EvidenceProf Blog

Editor: Colin Miller
Univ. of South Carolina School of Law

Saturday, September 27, 2008

Invitation Only: Supreme Court of Texas Finds Invited Error Doctrine Doesn't Apply To Unsuccessful Attempts To Introduce Evidence

I have had three recent opportunities on this blog (here, here, and here) to address the invited error doctrine, the doctrine under which a party is not permitted to take advantage of an error which he himself invited or induced the trial court to make.  One specific application of the invited error doctrine is that a party cannot complain that the opposing party improperly introduced evidence concerning an impermissible subject when the complaining party already introduced evidence concerning that same subject.  Thus, for instance, in the recent case of United States v. Villavicencio, 2008 WL 2894108 (11th Cir. 2008), the Eleventh Circuit found that the trial court did not err in allowing the prosecution to present evidence that two grams of cocaine were recovered from a search of the defendant's bedroom, which would otherwise have been inadmissible character evidence, because defense counsel himself broached the topic during cross-examination of a DEA agent.

But what happens when a party attempts to present evidence relating to an impermissible subject, yet the trial court and/or the opposing party doesn't take the bait?  Well, in that case, it seems clear to me that the invited error doctrine doesn't apply, and that's exactly what the Supreme Court of Texas found in its recent opinion in Reliance Steel & Aluminum Co. v. Sevcik, 2008 WL 4370683 (Tex. 2008).  In Sevcik, Michael Sevcik and Cathy Loth were injured in a highway accident west of Houston when they were hit from behind by a tractor trailer owned by Reliance Steel & Aluminum Co.  They thereafter sued, and over Reliance Steel's objection, they offered the following testimony from the deposition of Reliance's corporate representative:

     Q: How big a company is Reliance?

     A: I believe last year's annual sales approximated $1.9 billion.
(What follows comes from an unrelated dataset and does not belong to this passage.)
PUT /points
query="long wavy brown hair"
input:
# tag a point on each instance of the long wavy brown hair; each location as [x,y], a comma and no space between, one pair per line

     Q: About how many employees do they have? Do you know?

     A: Just guessing, I think we're close to 3,000 I think, nationwide.

     Q: And are the headquarters for Reliance in California? Is that what I-

     A: Yes, sir. They're in Los Angeles, California.

The trial court overruled Reliance's objection, instead crediting plaintiffs' counsel's argument that "we are definitely entitled to show they are not a mom and pop operation, and we are going to talk-It says they are a California corporation. Then he says they are a division. I'm entitled to bring all of that in."

The problem with this argument, according to the Texas supremes, is that "Reliance had never suggested to the jury that it was 'a mom and pop operation' or could only pay a limited judgment; the plaintiffs' effort to prove otherwise was simply an unsolicited attempt to show Reliance made a lot of money."  Thus, this evidence should not have been admissible because "highlighting the relative wealth of a defendant has a very real potential for prejudicing the jury's determination of other disputed issues in a tort case."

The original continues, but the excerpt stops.